Her ebeveyn, çocukları için daha iyi bir yaşam ister ve onlara kendilerinin doğru olduğunu düşündükleri şeyi öğretmeye çalışır. Ne yazık ki, yetişkinler bazen hatalar yaparlar ve çocuklarını da tamamen gereksiz hatta zararlı davranışlara teşvik ederler. Dünya değişiyor bu nedenle bazı klişeler de yıkılmalı. İşte 2021’de acilen hayatımızdan çıkması gerektiğine inandığımız 7 klişe.
1. Mutluluk hak edilmelidir
Mutluluk; acı, neşe, üzüntü, kahkaha ve diğer her şey kadar doğaldır. Bu yüzden kesinlikle herkes tarafından yakalanabilir. Ancak çoğu zaman insanlar yeterli çaba göstermedikleri için mutlu olamadıklarını düşünüyor. Bu tamamen yanlış. Yapılacak ilk şey ise; mutluluğun son derece doğal olduğunu kabul etmek. Mutlu olmak içinse basit bir kurala uymak yeterli. Pozitif bir bakış açısıyla sahip olduğunuz şeyleri düşünüp minnet duyun.
2. Yetişkinler daha bilgilidir, onları dinlemek gerekir
Evet, yaşlılara saygı duymalıyız ancak bu onların her şeyi bildikleri anlamına gelmiyor. Bu nedenle sizden daha yaşlı meslektaşlarızın ya da akrabalarınızın tavsiyelerini dinlemeye her zaman değmez. Tabii ki, sizden yaşlı kişiler saygıyı hak ediyor ancak saygı ve itaat tamamen farklı şeylerdir.
3. Her zaman nazik olmalısınız, bir gün bunun karşılığını alacaksınız
Ne yazık ki, dünya çoğu zaman adaletsiz. Gerçek hayatta, “İnsanlara karşı nazik olun, onlar da size karşı nazik olsun” kuralı nadiren işe yarıyor. Özellikle çocukları büyütürken bu tarz söylemlerden kaçınmak gerekiyor. Hayatın gerçekleriyle ne kadar çabuk yüzleşirlerse o kadar iyi. Çünkü ne yazık ki adaletsizlik her zaman var olacak.

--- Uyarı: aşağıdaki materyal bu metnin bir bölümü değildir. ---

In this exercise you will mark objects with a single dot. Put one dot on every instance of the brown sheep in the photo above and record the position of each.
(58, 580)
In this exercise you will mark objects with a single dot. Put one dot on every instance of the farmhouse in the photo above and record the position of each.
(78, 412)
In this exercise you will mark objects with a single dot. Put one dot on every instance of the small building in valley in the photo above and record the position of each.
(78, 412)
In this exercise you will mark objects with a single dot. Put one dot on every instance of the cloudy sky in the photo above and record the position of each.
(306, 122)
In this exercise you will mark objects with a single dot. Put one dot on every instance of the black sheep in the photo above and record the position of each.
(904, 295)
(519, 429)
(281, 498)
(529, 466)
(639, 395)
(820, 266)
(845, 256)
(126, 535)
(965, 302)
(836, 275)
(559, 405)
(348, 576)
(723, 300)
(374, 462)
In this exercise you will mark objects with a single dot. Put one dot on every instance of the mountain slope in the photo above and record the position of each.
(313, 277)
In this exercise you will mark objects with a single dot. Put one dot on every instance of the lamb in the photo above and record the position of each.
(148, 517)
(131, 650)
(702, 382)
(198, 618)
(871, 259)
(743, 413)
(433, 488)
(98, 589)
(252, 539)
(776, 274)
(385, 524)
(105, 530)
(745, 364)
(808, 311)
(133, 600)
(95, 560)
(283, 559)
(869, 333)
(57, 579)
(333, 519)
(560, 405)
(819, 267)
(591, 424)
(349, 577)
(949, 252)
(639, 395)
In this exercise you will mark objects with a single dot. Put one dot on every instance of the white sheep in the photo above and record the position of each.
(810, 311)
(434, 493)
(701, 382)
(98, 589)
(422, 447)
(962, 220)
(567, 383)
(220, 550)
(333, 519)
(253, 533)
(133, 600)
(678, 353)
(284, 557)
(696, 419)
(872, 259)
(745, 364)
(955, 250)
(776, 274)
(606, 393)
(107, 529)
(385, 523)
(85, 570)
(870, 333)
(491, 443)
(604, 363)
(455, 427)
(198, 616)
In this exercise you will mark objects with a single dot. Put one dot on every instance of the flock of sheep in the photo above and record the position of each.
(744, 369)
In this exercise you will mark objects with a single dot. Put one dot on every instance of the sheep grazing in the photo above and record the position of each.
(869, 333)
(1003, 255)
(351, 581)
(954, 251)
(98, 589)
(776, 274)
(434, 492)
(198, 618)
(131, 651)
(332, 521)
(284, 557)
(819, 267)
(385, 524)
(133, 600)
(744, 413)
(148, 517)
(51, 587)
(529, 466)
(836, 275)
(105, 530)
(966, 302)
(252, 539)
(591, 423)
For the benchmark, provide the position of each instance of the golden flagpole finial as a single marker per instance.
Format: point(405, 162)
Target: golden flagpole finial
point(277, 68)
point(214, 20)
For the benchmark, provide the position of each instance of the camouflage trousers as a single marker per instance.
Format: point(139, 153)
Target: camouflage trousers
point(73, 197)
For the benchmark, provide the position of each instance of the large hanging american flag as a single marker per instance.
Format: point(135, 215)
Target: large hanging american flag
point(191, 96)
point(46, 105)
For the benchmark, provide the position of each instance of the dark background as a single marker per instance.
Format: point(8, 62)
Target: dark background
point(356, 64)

4. İyi bir eş iyi yemek yapmalıdır
Muhtemelen yalnız yaşayan, kendilerine yumurta bile kıramayan erkekler hakkında hikayeler duymuşsunuzdur. Bu sorun çocukluktan kaynaklanıyor. Ne yazık ki hem ülkemizde hem de dünyada ebeveynler çocuklarına bir kadının yemek pişirmesi ve bir erkeğin çalışıp evine bakması gerektiği gibi klişeleşmiş kalıplar öğretiyorlar. Nitekim dünya değişiyor, erkek ve kadın eşit. Her ikisinin de temel hayatta kalma becerilerine sahip olması gerekiyor.
5. “Normal” olmalısınız
Birçok ebeveyn için “normal” olmak, sol el yerine sağ eli kullanmak gibi bir dizi farklı anlama gelir; terbiyeli ve uygun görülen giysiler giymek; cinsiyete veya yaşa karşılık gelen hobilere sahip olmak ve daha fazlası.
“Normal” olmak aslında yetişkinlerin bizim için belirlediği kalıplara uymak. Tabii ki temel görgü kurallarından ya da toplumsal düzenden uzaklaşmamalıyız ancak kimseye uygun yaşamamız da gerekmiyor. Nitekim ebeveynler çocuklarını sürekli olarak başkalarıyla kıyaslama eğiliminde. Muhtemelen siz de çocukluğunuzda en az bir kez biriyle karşılaştırıldınız. Bu tür karşılaştırmalarla ebeveynler, çocuklarını özel kılan şeyleri tam anlamıyla yok ediyorlar.
6. Ne pahasına olursa olsun tartışmalardan kaçınmalısınız
Tartışmalardan kaçınmak, sorunları çözmenin en iyi yolu değildir. Her çocuk, özellikle akranlarıyla bir anlaşmazlığa düştüğünde ne yapacağını bilmelidir. Neredeyse her gün tartışmalı durumlarla karşılaştığımız için bu bilginin yetişkin yaşamları üzerinde büyük bir etkisi olacak.
7. Bir kişi pahalı şeylere sahipse, hayatta çok şey başarmış demektir
Çocukluğumuzdan beri, lüks malların başarının göstergesi olduğu öğretildi; büyük apartmanlar, yazlıklar, özel havuzlar, havalı arabalar… Ancak bu doğru değil özellikle günümüzde çoğu insan bir mülk almak için krediye başvuruyor.